You should now be able to reach your server
After you have registered a new account and logged in, you need to add an account for Security Monkey to monitor. Click on "Settings" in the very top menu bar.
Here you will see a list of the accounts Security Monkey is monitoring. (It should be empty.)
Click on the plus sign to create a new account:
Now we will provide Security Monkey with information about the account you would like to monitor.
When creating a new account in Security Monkey, you may use any "Name" that you would like. Example names are 'prod', 'test', 'dev', or 'it'. Names should be unique.
The S3 Name has special meaning. This is the name used on S3 ACL policies. If you are unsure, it is probably the beginning of the email address that was used to create the AWS account. (If you signed up as super_geek@example.com, your s3 name is probably super_geek.) You can edit this value at any time.
The Number is the AWS account number. This must be provided.
Notes is an optional field.
Active specifies whether Security Monkey should track policies and changes in this account. There are cases where you want Security Monkey to know about a friendly account, but don't want Security Monkey to track it's changes.
Third Party This is a way to tell security monkey that the account is friendly and not owned by you.

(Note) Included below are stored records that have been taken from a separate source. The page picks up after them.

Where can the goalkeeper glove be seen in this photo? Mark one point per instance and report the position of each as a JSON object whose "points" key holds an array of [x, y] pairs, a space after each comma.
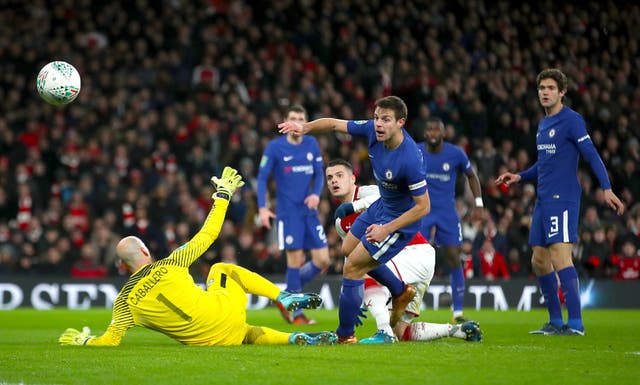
{"points": [[343, 210], [75, 337], [227, 183]]}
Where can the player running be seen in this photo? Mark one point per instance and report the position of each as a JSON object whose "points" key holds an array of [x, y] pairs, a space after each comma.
{"points": [[389, 223]]}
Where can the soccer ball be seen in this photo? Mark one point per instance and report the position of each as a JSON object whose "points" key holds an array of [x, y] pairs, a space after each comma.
{"points": [[58, 83]]}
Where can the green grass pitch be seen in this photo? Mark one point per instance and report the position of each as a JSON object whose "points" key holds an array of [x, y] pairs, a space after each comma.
{"points": [[609, 354]]}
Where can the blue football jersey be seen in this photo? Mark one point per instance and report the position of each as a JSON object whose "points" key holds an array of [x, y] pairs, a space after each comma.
{"points": [[441, 172], [560, 140], [399, 173], [297, 171]]}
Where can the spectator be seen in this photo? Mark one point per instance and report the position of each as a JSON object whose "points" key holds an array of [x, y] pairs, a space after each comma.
{"points": [[627, 261], [493, 264]]}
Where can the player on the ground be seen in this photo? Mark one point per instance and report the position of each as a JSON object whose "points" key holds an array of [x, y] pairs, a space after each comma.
{"points": [[297, 167], [443, 162], [561, 138], [389, 223], [162, 295], [415, 264]]}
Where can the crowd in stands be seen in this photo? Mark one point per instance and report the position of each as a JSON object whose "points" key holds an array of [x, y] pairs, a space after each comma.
{"points": [[172, 91]]}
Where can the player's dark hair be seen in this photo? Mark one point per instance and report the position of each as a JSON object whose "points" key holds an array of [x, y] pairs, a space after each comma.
{"points": [[296, 108], [435, 120], [395, 104], [340, 162], [555, 74]]}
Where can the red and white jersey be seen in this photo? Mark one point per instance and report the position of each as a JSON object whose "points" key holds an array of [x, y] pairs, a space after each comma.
{"points": [[363, 197], [415, 264]]}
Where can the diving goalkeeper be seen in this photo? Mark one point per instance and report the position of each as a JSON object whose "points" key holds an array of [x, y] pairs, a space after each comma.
{"points": [[162, 295]]}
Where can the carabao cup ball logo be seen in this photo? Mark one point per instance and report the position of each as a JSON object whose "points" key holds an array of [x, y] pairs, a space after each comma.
{"points": [[58, 83]]}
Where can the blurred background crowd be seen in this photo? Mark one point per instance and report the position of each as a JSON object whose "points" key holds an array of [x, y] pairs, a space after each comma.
{"points": [[175, 90]]}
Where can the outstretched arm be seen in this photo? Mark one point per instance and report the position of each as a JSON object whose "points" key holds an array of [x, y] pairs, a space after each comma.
{"points": [[317, 126], [186, 254]]}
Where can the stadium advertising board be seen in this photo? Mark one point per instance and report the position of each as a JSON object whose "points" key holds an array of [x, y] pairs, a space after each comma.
{"points": [[520, 295]]}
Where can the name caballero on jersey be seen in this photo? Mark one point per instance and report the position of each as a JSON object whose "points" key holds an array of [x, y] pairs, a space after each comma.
{"points": [[147, 285]]}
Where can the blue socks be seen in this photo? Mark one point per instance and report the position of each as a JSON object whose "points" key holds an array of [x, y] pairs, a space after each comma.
{"points": [[307, 272], [549, 286], [293, 284], [571, 290], [350, 301], [457, 288], [386, 277]]}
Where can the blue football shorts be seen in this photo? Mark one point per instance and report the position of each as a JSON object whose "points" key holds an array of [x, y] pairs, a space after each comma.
{"points": [[554, 222], [388, 248], [447, 226], [300, 232]]}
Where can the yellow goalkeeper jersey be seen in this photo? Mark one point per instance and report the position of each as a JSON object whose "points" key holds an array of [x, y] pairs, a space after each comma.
{"points": [[163, 296]]}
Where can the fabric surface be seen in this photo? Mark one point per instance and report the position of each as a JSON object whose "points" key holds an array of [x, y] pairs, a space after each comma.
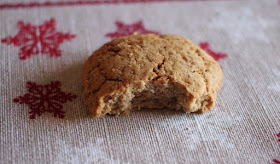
{"points": [[44, 120]]}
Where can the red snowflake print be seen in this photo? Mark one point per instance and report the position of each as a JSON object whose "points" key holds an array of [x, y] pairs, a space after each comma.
{"points": [[45, 98], [128, 29], [32, 39], [216, 55]]}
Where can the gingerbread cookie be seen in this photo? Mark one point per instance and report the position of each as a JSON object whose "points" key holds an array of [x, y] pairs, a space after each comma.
{"points": [[150, 71]]}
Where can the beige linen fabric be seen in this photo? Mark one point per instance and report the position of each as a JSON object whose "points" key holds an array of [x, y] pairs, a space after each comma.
{"points": [[242, 128]]}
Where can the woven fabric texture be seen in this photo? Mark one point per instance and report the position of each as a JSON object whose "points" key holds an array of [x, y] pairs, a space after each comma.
{"points": [[43, 45]]}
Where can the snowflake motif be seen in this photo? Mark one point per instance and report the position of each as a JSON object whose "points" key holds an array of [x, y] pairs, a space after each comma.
{"points": [[276, 85], [211, 123], [92, 152], [128, 29], [33, 39], [45, 98], [216, 55]]}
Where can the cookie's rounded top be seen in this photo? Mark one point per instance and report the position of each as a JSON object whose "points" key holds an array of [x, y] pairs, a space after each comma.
{"points": [[138, 59]]}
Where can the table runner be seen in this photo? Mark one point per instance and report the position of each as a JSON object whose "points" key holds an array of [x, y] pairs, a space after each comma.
{"points": [[44, 44]]}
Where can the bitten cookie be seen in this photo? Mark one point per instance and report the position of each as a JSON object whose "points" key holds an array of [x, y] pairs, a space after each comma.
{"points": [[150, 71]]}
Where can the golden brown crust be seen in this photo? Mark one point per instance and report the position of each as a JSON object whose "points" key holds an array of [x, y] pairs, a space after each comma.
{"points": [[134, 60]]}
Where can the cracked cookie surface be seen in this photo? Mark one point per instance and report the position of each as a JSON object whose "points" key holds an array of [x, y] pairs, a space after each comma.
{"points": [[150, 71]]}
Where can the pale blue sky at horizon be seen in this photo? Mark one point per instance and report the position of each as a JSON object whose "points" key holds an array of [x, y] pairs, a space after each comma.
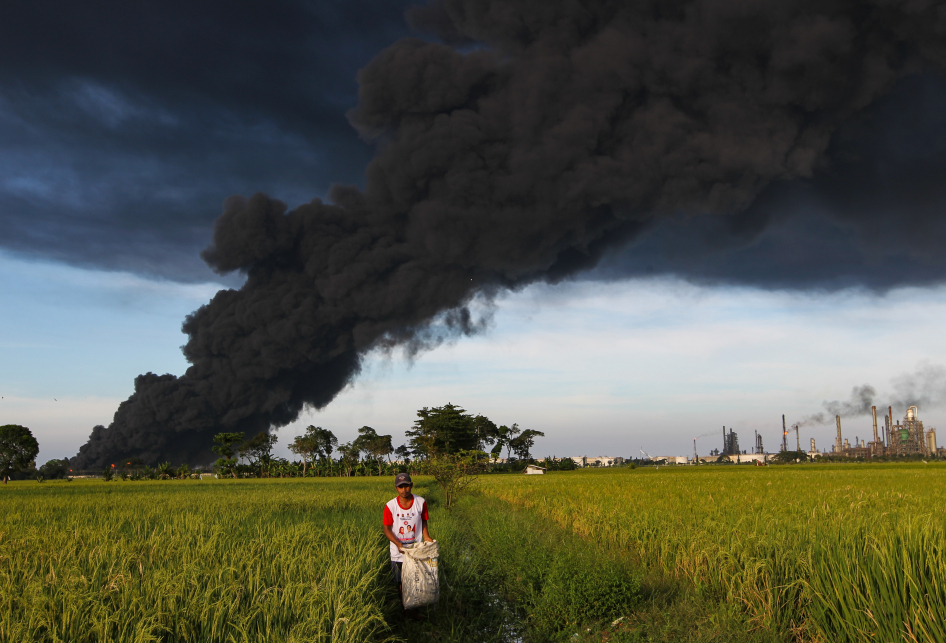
{"points": [[601, 368]]}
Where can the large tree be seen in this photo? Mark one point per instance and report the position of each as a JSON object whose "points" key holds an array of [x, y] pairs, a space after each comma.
{"points": [[315, 443], [441, 430], [522, 444], [18, 449], [376, 446], [505, 436]]}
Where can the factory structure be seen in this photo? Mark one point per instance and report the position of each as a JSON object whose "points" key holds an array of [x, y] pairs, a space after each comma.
{"points": [[904, 437], [907, 437]]}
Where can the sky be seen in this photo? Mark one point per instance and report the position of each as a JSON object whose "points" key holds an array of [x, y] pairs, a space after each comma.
{"points": [[124, 130]]}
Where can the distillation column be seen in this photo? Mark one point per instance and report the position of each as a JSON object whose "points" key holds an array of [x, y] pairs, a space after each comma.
{"points": [[838, 443]]}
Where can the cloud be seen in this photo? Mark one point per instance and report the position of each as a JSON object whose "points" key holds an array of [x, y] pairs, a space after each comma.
{"points": [[571, 132]]}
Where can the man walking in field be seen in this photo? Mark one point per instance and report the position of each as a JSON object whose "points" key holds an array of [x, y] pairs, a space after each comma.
{"points": [[405, 522]]}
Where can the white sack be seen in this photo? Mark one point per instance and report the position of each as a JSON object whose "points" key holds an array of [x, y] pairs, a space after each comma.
{"points": [[420, 584]]}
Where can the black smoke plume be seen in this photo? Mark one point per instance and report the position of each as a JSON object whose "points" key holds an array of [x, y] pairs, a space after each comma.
{"points": [[533, 139], [924, 387]]}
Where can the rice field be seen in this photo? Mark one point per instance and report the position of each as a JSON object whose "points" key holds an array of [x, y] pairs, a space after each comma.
{"points": [[228, 560], [853, 552], [793, 553]]}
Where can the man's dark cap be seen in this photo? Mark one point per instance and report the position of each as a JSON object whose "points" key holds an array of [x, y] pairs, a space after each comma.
{"points": [[402, 478]]}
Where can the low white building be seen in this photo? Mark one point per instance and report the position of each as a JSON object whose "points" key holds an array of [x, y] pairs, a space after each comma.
{"points": [[672, 459], [597, 461]]}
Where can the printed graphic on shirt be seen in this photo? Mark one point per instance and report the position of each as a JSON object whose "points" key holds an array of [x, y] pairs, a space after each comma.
{"points": [[407, 524]]}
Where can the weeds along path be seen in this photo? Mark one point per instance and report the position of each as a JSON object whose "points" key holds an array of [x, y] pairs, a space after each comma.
{"points": [[509, 575], [823, 553], [240, 560]]}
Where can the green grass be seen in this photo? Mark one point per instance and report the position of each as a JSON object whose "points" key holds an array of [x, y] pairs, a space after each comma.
{"points": [[191, 561], [740, 554], [832, 553]]}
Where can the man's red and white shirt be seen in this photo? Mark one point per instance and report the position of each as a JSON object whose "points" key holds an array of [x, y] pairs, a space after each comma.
{"points": [[406, 522]]}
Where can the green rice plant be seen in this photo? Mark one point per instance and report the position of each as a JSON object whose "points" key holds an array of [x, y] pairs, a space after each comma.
{"points": [[845, 552], [262, 560]]}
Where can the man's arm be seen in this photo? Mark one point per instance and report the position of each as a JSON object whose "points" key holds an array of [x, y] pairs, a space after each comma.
{"points": [[390, 535]]}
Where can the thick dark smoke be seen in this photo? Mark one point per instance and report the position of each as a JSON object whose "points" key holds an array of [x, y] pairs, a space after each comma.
{"points": [[925, 387], [543, 135]]}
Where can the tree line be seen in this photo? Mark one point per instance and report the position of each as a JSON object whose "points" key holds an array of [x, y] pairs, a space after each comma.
{"points": [[440, 432]]}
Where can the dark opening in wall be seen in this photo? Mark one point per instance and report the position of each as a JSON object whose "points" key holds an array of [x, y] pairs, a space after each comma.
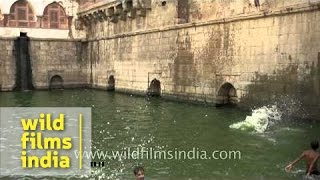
{"points": [[227, 95], [183, 11], [111, 83], [154, 88], [257, 3], [56, 82], [23, 63]]}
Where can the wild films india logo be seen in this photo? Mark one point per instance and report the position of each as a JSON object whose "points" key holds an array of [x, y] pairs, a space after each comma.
{"points": [[42, 141]]}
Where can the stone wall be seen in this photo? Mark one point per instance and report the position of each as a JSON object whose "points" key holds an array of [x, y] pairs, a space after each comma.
{"points": [[49, 58], [7, 64], [70, 8], [268, 58]]}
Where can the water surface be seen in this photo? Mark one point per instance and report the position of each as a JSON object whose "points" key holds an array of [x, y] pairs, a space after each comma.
{"points": [[123, 121]]}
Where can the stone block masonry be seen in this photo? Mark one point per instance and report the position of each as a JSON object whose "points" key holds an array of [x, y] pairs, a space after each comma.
{"points": [[62, 59], [256, 60]]}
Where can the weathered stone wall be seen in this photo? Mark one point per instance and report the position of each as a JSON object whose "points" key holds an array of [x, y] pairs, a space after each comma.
{"points": [[70, 7], [268, 58], [7, 64], [64, 58]]}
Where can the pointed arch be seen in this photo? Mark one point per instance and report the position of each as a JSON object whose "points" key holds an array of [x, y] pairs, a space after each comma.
{"points": [[55, 17], [227, 94], [22, 14]]}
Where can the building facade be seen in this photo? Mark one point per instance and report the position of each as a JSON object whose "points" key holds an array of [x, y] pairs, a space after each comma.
{"points": [[250, 52]]}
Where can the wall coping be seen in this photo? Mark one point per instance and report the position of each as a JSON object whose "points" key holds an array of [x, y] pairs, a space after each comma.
{"points": [[306, 7]]}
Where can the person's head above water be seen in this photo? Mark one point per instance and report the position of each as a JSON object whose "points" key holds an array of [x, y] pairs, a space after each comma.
{"points": [[139, 173], [314, 145]]}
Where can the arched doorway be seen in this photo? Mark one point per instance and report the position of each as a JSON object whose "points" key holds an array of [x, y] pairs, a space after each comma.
{"points": [[227, 95], [22, 15], [111, 83], [56, 82], [54, 17], [154, 88]]}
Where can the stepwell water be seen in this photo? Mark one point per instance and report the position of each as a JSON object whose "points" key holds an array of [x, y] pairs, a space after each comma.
{"points": [[266, 140]]}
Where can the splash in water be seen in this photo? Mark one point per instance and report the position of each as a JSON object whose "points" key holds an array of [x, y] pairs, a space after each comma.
{"points": [[260, 120]]}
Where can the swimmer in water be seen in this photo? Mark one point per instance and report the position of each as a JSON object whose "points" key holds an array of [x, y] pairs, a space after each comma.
{"points": [[139, 173], [311, 156]]}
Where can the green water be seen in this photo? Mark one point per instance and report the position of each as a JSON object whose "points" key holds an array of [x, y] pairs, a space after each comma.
{"points": [[123, 121]]}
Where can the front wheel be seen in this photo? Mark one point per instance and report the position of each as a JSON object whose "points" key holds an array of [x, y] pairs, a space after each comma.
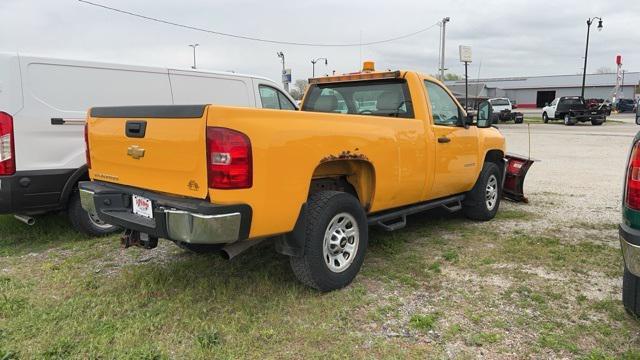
{"points": [[336, 240], [631, 292], [86, 223], [483, 201]]}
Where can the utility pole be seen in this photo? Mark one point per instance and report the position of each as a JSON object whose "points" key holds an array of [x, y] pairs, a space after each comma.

Note: You will need to restart the scheduler whenever you add a new account or disable an existing account. We plan to remove this requirement in the future.:
$ sudo supervisorctl
securitymonkey RUNNING pid 11401, uptime 0:05:56
securitymonkeyscheduler FATAL Exited too quickly (process log may have details)
supervisor> start securitymonkeyscheduler
securitymonkeyscheduler: started
supervisor> status
securitymonkey RUNNING pid 11401, uptime 0:06:49
securitymonkeyscheduler RUNNING pid 11519, uptime 0:00:42
supervisor>
The first run will occur in 15 minutes. You can monitor all the log files in /var/log/security_monkey/. In the browser, you can hit the `AutoRefresh` button so the browser will attempt to load results every 30 seconds.
Note: You can also add accounts via the command line with manage.py:
$ monkey add_account_aws --number 12345678910 --name account_foo
Successfully added account account_foo
If an account with the same number already exists, this will do nothing, unless you pass --force, in which case, it will override the existing account:
$ monkey add_account_aws --number 12345678910 --name account_foo
An account with id 12345678910 already exists
$ monkey add_account_aws --number 12345678910 --name account_foo --active false --force
Successfully added account account_foo
Wow. We have accomplished a lot. Now we can use the Web UI to review our security posture.
On the Web UI, click the Search button at the top left. If the scheduler is setup correctly, we should now see items filling the table. These items are colored if they have issues. Yellow is for minor issues like friendly cross account access while red indicates more important security issues, like an S3 bucket granting access to "AllUsers" or a security group allowing 0.0.0.0/0. The newest results are always at the top.
We can filter these results using the searchbox on the left. The Region, Tech, Account, and Name fields use auto-complete to help you find what you need.
Security Monkey also provides you the ability to search only for issues:
Clicking on an item in the web UI brings up the view-item page.
This item has an attached issue. Someone has left SSH open to the Internet! Security Monkey helps you find these types of insecure configurations and correct them.
If Security Monkey finds an issue that you aren't worried about, you should justify the issue and leave a message explaining to others why the configuration is okay.
Security Monkey looks for changes in configurations. When there is a change, it uses colors to show you the part of the configuration that was affected. Green tells you that a section was added while red says something has been removed.
Each revision to an item can have comments attached. These can explain why a change was made.